As for me, about twenty years ago, after all my children were grown, I went to nursing school and was elected class president. A year and a half after graduating as an LPN, I published a novel. In May 2000 I was on the Oprah Winfrey Show, featured in one of her inspirational “Remembering Your Spirit” segments.
I have done all of these things and more, but I still have not finished my memoir. Yet Barbara O'Hare has done it. I highly recommend her book, THE HOSPITAL. And NOW, Lord willing, I am going to follow in her inspirational footsteps and finish my memoir at long last!
Thank you, Barbara O'Hare! You are an AWESOME SURVIVOR!!!!
PS: I know this lengthy review does not say a lot about the book I'm reviewing. The reason is because I don't want to give any of the story away. I am telling here about some similar things that I've lived through, to validate Barbara's story. My experiences were different, but similar enough, that I absolutely believe THE HOSPITAL is completely true.

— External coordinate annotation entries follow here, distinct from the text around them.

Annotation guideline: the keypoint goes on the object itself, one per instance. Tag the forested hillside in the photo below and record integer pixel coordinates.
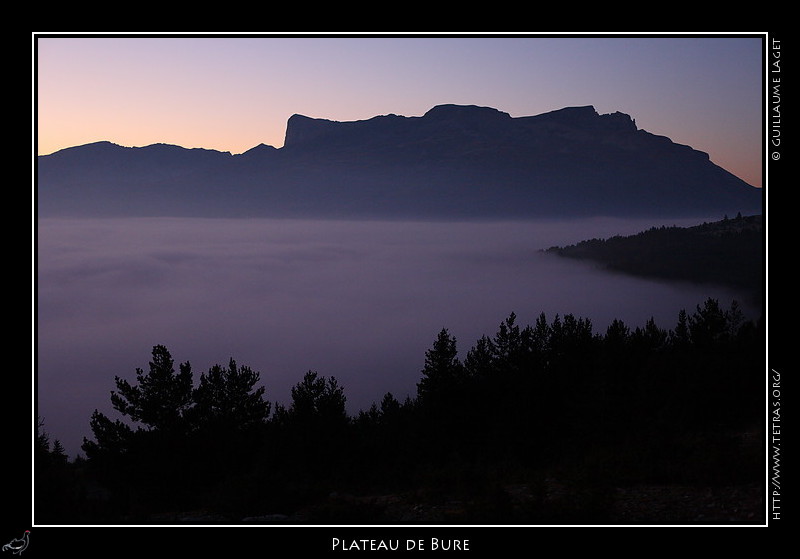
(547, 423)
(728, 252)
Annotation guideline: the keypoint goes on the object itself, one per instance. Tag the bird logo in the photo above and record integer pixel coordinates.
(18, 545)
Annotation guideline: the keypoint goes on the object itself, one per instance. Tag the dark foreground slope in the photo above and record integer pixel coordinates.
(548, 423)
(452, 162)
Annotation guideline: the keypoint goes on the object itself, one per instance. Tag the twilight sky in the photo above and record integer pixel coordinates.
(230, 94)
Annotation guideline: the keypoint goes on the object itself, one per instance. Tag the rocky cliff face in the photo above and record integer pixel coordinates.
(454, 161)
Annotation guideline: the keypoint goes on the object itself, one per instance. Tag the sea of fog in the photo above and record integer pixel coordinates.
(360, 301)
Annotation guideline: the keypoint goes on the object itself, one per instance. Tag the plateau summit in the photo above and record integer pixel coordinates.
(454, 162)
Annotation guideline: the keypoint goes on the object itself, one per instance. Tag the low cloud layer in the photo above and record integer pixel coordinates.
(360, 301)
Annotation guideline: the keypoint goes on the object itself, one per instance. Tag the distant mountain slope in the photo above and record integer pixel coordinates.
(453, 162)
(727, 252)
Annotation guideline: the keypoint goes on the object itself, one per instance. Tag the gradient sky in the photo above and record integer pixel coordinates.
(231, 94)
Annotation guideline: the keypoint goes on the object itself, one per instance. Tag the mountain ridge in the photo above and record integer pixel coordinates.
(453, 161)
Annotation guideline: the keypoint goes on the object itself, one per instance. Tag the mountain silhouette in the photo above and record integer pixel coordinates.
(455, 161)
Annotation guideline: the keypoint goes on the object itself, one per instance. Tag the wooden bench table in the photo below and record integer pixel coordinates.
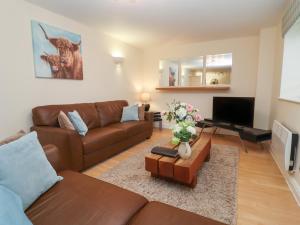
(177, 169)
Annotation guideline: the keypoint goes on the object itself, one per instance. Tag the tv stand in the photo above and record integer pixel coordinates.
(245, 133)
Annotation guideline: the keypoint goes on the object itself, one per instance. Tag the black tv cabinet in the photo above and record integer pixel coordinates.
(245, 133)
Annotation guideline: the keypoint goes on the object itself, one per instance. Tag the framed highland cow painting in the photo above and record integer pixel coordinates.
(57, 53)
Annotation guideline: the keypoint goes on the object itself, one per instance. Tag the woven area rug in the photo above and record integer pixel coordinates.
(215, 195)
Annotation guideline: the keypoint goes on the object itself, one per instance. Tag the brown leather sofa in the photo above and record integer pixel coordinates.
(82, 200)
(105, 138)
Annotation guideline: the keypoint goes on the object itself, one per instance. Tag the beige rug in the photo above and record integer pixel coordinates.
(215, 195)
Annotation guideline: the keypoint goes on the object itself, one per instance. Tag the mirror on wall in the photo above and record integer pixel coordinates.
(195, 72)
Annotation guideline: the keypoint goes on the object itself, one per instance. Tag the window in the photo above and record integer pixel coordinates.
(203, 70)
(290, 80)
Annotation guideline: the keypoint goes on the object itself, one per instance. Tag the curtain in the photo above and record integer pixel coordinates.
(291, 15)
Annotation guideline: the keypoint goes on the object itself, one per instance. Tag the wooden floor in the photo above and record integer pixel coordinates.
(263, 195)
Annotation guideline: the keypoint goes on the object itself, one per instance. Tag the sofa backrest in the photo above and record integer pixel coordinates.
(111, 111)
(47, 115)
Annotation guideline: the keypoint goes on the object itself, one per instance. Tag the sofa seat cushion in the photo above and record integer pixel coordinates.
(99, 138)
(82, 200)
(161, 214)
(132, 128)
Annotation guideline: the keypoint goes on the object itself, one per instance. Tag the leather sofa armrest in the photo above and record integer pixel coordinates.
(54, 157)
(149, 116)
(68, 142)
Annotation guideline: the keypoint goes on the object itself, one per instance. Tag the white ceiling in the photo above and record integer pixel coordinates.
(145, 23)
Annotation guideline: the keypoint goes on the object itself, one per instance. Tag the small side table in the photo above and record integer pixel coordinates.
(157, 118)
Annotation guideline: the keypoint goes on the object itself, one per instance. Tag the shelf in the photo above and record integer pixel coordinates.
(207, 88)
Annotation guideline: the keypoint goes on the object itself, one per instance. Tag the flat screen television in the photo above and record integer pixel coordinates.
(234, 110)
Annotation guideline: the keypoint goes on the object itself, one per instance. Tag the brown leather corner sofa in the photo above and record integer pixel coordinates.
(106, 137)
(82, 200)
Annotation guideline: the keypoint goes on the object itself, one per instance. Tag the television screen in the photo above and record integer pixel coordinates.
(234, 110)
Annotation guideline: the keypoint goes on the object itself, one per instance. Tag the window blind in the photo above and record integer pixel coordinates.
(291, 15)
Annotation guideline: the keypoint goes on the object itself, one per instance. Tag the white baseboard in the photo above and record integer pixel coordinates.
(290, 180)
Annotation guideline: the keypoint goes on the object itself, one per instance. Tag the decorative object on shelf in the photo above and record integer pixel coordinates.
(57, 53)
(214, 81)
(157, 118)
(186, 117)
(184, 150)
(118, 60)
(145, 98)
(173, 75)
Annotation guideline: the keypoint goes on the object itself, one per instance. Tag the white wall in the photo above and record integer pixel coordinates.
(243, 77)
(266, 64)
(288, 113)
(20, 91)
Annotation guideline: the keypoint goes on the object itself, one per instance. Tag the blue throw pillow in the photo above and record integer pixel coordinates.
(78, 123)
(130, 113)
(24, 168)
(11, 209)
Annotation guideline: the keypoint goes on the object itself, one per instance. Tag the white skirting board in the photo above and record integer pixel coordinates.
(290, 180)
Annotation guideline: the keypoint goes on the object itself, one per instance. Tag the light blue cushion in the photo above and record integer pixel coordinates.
(11, 209)
(78, 123)
(130, 113)
(25, 169)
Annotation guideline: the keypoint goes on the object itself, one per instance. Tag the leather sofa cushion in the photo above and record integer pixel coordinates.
(159, 213)
(132, 128)
(111, 111)
(99, 138)
(82, 200)
(48, 115)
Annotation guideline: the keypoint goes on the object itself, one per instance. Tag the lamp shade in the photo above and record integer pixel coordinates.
(145, 97)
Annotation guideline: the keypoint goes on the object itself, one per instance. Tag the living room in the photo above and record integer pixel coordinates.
(127, 48)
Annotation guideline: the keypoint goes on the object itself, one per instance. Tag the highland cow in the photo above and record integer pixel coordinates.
(70, 56)
(55, 65)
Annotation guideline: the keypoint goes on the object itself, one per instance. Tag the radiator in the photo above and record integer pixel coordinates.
(284, 146)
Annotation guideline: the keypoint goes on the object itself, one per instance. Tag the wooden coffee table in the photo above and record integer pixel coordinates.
(177, 169)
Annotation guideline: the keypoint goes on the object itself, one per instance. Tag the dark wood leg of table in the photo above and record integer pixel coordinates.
(243, 144)
(194, 182)
(207, 157)
(154, 175)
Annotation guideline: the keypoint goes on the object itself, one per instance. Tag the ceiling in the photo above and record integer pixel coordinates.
(147, 23)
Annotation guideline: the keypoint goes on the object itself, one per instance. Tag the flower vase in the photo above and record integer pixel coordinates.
(184, 150)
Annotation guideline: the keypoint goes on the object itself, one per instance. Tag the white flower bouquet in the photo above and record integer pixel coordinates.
(186, 117)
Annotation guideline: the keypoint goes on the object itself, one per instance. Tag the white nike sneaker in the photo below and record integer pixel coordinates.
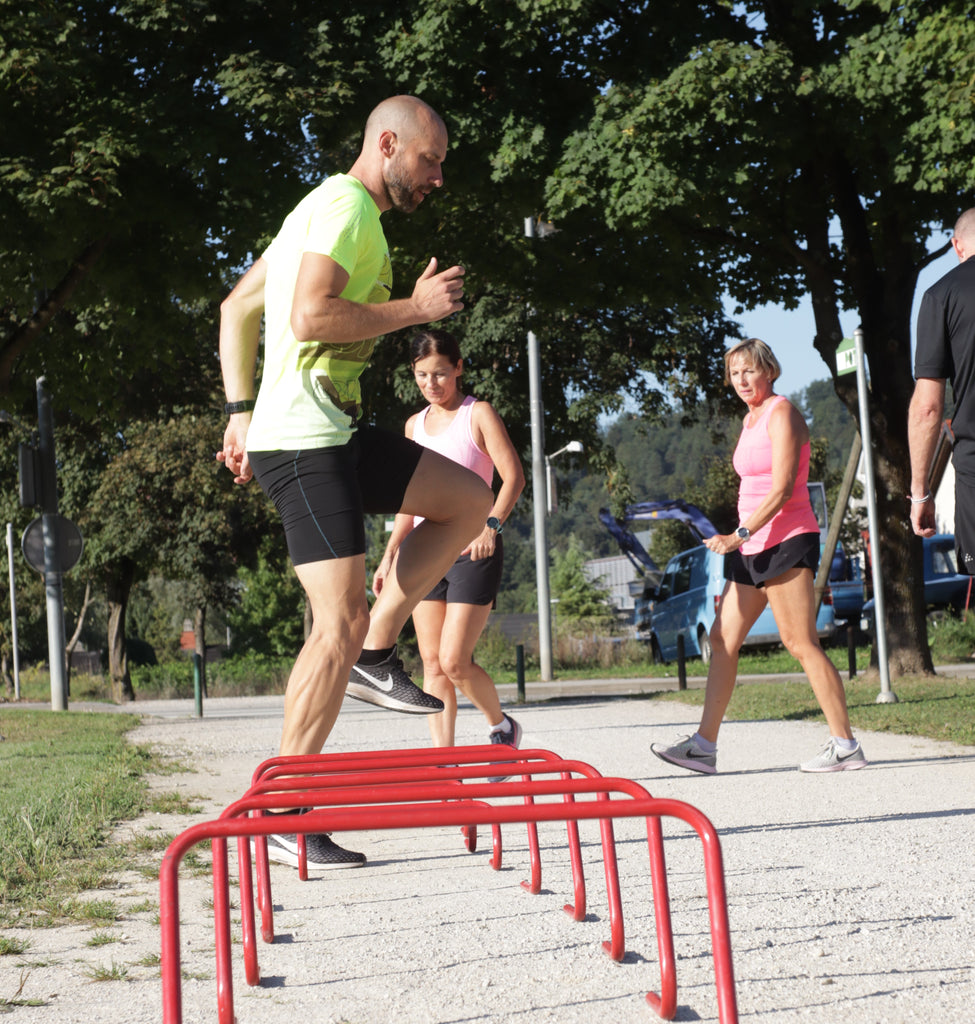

Also, I have attached two pictures. One is a scan of a 100 year old postcard that I bought on eBay several years ago, of the mental institution where I was incarcerated in the late 1960s. (The words stamped on the front of that picture were original to the postcard.) The other picture is me, with our sweet old Cattle Dog, Lady, standing where the asylum used to be. That picture was taken in May 2014. I am standing, as near as I could figure it, to the spot where the maximum security ward was located, where I was incarcerated almost half a century ago.